Republican leaders on the Select Committee on the Chinese Communist Party are urging the Department of Justice (DOJ) to open an investigation into the Drone Advocacy Alliance (DAA). The industry coalition group has been actively involved in the discussion surrounding the potential ban on DJI drones in the US and has vehemently opposed legislation that proposes a new tax system to radically increase DJI drone prices.
Committee Chairman John Moolenaa and Congresswoman Elise Stefanik have penned a letter to Attorney General Merrick Garland, imploring him to probe the DAA for potential violations of the Foreign Agents Registration Act (FARA). The key concern for lawmakers is that the DAA is sponsored by the Chinese drone maker DJI, and as such, it might be required to register as a foreign agent.
“FARA is intended to protect US national security by requiring enhanced transparency into certain activities of organizations operating in the US on behalf of foreign entities, including lobbying to influence US policy,” the lawmakers write in their letter.
“CCP-controlled drone company DJI is sponsoring and using the Drone Advocacy Alliance to market DJI drones as critical lifesaving tools that do not pose risks to US national security.
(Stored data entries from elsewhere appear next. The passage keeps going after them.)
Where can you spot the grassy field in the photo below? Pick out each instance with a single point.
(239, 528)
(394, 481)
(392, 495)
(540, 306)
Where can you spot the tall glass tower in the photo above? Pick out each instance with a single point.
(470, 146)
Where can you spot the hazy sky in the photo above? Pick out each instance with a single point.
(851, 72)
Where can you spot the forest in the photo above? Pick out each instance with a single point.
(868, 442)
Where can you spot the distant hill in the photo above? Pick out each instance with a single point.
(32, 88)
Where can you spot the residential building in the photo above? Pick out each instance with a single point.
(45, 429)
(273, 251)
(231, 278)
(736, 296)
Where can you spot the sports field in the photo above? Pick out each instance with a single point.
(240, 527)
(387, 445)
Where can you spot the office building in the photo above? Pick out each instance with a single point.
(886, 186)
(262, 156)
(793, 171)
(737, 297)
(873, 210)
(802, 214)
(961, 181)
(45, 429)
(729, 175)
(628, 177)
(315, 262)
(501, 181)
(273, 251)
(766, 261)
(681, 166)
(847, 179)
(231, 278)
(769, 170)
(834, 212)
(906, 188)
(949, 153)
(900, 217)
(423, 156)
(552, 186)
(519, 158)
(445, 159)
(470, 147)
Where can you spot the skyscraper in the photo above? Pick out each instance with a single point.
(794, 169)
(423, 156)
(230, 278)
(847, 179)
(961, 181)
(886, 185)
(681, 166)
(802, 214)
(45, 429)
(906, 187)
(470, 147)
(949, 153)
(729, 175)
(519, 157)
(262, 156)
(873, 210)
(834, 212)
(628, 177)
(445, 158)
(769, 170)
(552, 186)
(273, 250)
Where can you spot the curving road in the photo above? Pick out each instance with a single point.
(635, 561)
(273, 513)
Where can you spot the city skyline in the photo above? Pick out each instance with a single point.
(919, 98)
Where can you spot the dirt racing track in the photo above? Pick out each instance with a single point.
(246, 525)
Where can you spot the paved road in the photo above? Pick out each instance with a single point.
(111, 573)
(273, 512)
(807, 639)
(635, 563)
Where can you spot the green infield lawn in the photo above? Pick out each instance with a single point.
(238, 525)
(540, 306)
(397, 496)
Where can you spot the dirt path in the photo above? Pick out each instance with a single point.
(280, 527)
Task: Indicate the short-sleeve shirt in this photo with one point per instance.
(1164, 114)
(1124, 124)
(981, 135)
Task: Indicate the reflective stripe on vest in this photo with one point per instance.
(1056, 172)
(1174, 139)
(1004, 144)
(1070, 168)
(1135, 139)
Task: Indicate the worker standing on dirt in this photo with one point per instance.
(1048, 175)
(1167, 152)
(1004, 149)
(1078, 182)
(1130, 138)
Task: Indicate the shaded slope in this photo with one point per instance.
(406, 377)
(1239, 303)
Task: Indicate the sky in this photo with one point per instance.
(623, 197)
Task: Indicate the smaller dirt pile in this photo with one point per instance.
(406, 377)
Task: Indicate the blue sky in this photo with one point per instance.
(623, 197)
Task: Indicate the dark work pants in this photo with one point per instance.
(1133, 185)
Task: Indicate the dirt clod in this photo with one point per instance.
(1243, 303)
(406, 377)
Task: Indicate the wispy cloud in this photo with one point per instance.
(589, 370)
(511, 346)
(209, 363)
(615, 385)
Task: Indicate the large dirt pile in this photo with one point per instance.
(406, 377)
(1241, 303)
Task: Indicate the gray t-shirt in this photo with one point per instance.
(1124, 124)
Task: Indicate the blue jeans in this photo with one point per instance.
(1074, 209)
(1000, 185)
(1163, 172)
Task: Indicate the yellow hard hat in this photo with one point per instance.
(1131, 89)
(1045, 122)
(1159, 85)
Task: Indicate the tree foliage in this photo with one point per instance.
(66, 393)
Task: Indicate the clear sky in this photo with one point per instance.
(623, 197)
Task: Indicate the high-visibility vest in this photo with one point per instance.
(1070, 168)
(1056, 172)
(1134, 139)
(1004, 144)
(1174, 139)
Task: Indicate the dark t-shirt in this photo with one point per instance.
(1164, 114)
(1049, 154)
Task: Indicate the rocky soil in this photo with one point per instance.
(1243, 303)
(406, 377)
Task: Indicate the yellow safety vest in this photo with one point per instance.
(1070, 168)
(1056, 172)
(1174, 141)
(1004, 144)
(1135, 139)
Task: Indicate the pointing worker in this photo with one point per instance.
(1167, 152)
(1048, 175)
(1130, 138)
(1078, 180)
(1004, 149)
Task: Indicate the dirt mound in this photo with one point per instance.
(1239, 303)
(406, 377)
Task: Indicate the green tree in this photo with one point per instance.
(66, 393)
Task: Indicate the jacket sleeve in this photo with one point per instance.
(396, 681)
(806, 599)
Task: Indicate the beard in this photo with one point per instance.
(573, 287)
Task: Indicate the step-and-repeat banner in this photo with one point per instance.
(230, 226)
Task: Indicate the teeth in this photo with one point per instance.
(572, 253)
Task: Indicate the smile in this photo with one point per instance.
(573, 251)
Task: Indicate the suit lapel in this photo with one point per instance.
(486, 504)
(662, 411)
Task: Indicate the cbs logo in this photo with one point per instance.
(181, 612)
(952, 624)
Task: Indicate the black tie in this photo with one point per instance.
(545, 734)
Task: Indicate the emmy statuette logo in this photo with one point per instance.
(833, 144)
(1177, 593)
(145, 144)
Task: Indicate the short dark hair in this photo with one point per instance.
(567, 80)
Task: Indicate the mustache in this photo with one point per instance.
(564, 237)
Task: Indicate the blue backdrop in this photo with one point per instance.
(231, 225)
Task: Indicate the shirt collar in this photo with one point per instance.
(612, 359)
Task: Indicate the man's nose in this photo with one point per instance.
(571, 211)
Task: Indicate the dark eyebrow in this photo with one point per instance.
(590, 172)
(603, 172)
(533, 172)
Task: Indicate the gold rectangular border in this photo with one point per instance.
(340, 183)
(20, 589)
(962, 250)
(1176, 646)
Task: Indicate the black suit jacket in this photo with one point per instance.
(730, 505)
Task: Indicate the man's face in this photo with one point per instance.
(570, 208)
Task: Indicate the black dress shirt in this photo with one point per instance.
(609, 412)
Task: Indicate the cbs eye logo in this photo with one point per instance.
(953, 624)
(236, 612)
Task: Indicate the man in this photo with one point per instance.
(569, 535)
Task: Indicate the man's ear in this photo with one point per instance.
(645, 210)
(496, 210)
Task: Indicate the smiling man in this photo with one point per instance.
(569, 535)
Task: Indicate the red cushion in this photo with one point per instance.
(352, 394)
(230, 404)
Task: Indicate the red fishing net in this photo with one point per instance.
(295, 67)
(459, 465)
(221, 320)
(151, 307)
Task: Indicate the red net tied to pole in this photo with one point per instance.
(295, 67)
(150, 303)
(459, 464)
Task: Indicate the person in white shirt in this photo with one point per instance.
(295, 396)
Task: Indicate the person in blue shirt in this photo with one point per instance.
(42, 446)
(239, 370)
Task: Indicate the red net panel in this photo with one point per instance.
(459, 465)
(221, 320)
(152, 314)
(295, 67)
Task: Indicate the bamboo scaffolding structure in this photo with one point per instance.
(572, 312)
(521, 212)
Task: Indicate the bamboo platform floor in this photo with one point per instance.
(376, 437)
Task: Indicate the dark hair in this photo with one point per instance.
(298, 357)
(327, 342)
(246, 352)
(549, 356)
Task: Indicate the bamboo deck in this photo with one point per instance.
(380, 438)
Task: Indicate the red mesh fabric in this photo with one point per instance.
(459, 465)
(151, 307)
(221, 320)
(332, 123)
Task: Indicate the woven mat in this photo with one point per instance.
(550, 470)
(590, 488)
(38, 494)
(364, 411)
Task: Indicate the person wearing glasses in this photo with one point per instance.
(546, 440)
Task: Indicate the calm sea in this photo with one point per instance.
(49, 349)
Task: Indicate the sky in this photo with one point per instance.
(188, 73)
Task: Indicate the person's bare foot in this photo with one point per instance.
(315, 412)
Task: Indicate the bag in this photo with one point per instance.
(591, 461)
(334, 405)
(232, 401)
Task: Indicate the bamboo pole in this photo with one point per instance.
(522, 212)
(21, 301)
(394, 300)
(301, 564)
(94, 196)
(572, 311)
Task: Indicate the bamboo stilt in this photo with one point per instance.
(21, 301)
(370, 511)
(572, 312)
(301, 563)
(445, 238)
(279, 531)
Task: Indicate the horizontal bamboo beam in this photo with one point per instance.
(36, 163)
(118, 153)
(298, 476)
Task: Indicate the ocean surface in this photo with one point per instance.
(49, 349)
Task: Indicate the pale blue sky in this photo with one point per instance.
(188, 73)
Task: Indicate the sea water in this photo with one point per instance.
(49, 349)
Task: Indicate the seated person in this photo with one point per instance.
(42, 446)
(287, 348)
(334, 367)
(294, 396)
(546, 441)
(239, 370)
However, the opposite is the case. DJI is directly facilitating genocidal crimes, arming the Chinese military, and advancing the strategic objectives of the CCP, an adversary that threatens US national security,” the lawmakers say.
Stefanik is the lead sponsor of legislation that aims to practically ban all DJI drones in the US by blocking them from using American communications infrastructure. More recently, Stefanik has proposed a bill that would impose a new 30% tax on drones manufactured and shipped from China, thereby increasing the price of DJI and Autel aircraft. This tax would further increase annually by 5%, with the eventual goal of an outright import ban on Chinese drones by 2030.
Stefanik believes her legislation will increase the competitiveness of US drone manufacturers and enhance national security. The DAA, on the other hand, has termed the proposed DFR Act as bad policy that puts public safety at risk.
The advocacy group points out that despite its name, the DFR Act would limit the drones first responders will be able to use, which they currently pick based on what best suits their needs.
“These agencies use drones manufactured in China to provide situational awareness, support SWAT operations, map crime scenes, identify hotspots in wildfires, and find missing people. Yet this bill will limit choices for many first responders by imposing higher costs and eventually by banning the import of the best and most popular drones altogether, which will put lives at risk,” the DAA says.
In addition, the proposed taxes will disproportionally impact small businesses and hobbyists. In 2023, an independent survey of commercial drone service providers in the US showed that 67% of businesses would be forced to shut down without access to drones manufactured in China due to cost and operational capability gaps in the market.
The Drone Advocacy Alliance further states that the DFR Act uses national security as a cover for protectionism and sets an unrealistic 5-year timeline for the US industry to match the production and capability needs of domestic drone users.
The issue here is that the bill has listed so-called critical components that are restricted only if they are included in a fully assembled product shipped from China. If the same components are sent to the US separately and assembled afterward, they would essentially avoid the scanner.
As the DAA explains:
This discrepancy demonstrates that the component restrictions in the DFR Act are not based on any actual security vulnerability but rather designed solely to restrict market access. In doing so, the bill’s supporters show their true intentions, which are bailouts for uncompetitive drone manufacturers by taxing small businesses and hobbyists.